Giovinezza e senilità che si alternano e danno luogo ad un aspetto multiforme e, sinora, complesso da interpretare: così si mostrava Mercurio agli occhi degli studiosi impegnati nell’analisi della sua superficie.
Il pianeta più interno del Sistema Solare, infatti, presenta un’area – le pianure vulcaniche a nord – molto recente mentre altre zone, caratterizzate da terreni segnati da crateri, sono palesemente più antiche. Finora non era ancora stato possibile chiarire in maniera adeguata questa particolarità di Mercurio.
A fare la differenza – spiega l’Agenzia Spaziale Italiana – sono stati i dati raccolti dalla sonda MESSENGER (MErcury Surface, Space ENvironment, GEochemistry and Ranging) della NASA, che dal 2011 al 2015 ha orbitato intorno al pianeta raccogliendo una notevole quantità di dati che potranno essere utilizzati anche per approfondire le dinamiche di formazione ed evoluzione delSistema Solare interno.
Sono stati gli scienziati del dipartimento ARES (Astromaterials Research and Exploration Science), che fa parte del Johnson Space Center della NASA, ad utilizzare il materiale di MESSENGER per comprendere come su Mercurio si possano essere costituite strutture così eterogenee.
Secondo gli autori della ricerca, i pianeti, nel loro processo evolutivo, vivono una fase in cui il calore li fa sciogliere quasi completamente, per poi passare ad un periodo di consolidamento in cui si formano vari minerali. In alcuni casi i minerali si possono separare e dare luogo a differenti strati all’interno dei pianeti. Un esempio di questa condizione è offerto dai campioni della Luna raccolti durante le missioni Apollo, mentre la Terra non sembra avere questo genere di strati, anche a causa dei movimenti tettonici.
I ricercatori dell’ARES hanno quindi cercato di comprendere se il volto eterogeneo di Mercurio sia dovuto a una realtà simile a quella della Luna, come proponevano studi precedenti, oppure a quella della Terra.

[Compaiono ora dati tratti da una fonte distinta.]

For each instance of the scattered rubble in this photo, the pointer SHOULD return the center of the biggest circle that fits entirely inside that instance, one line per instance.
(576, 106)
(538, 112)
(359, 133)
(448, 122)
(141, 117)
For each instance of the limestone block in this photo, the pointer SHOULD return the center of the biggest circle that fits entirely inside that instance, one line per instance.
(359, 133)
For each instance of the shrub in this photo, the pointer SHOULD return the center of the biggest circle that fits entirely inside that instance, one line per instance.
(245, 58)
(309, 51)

Le attività sperimentali si sono svolte nel laboratorio di petrologia del Johnson Space Center, dove i materiali sono stati sottoposti a specifiche condizioni di pressione e temperatura per simulare i processi interni di un pianeta. Uno dei campioni rocciosi impiegati è un particolare tipo di meteorite, l’enstatite condrite, ricca di metallo, poco ossidata e considerata il materiale da cui Mercurio avrebbe avuto origine.
A valle della sperimentazione, gli studiosi hanno ipotizzato che il particolare look del pianeta, il cui interno è omogeneo, va attribuito ad un’ampia varietà di processi di fusione che giungono in superficie da vari livelli di profondità. Le aree più antiche della crosta si sarebbero formate dal materiale scioltosi internamente al limite tra il ‘cuore’ di Mercurio e il suo mantello, mentre le zone più recenti si sarebbero costituite più vicino alla superficie.
MESSENGER, che ha terminato la sua vita tecnica schiantandosi sulla superficie di Mercurio il 30 aprile 2015, era stata lanciata il 3 agosto 2004 da Cape Canaveral ed era arrivata a destinazione dopo quasi sette anni di viaggio, il 18 marzo 2011.
A raccogliere il testimone e proseguire lo studio sul primo pianeta del Sistema Solare sarà nel 2018 la missione Bepi Colombo, che vede l’Italia, tramite l’Agenzia Spaziale Italiana, coinvolta con un contributo scientifico di alto livello.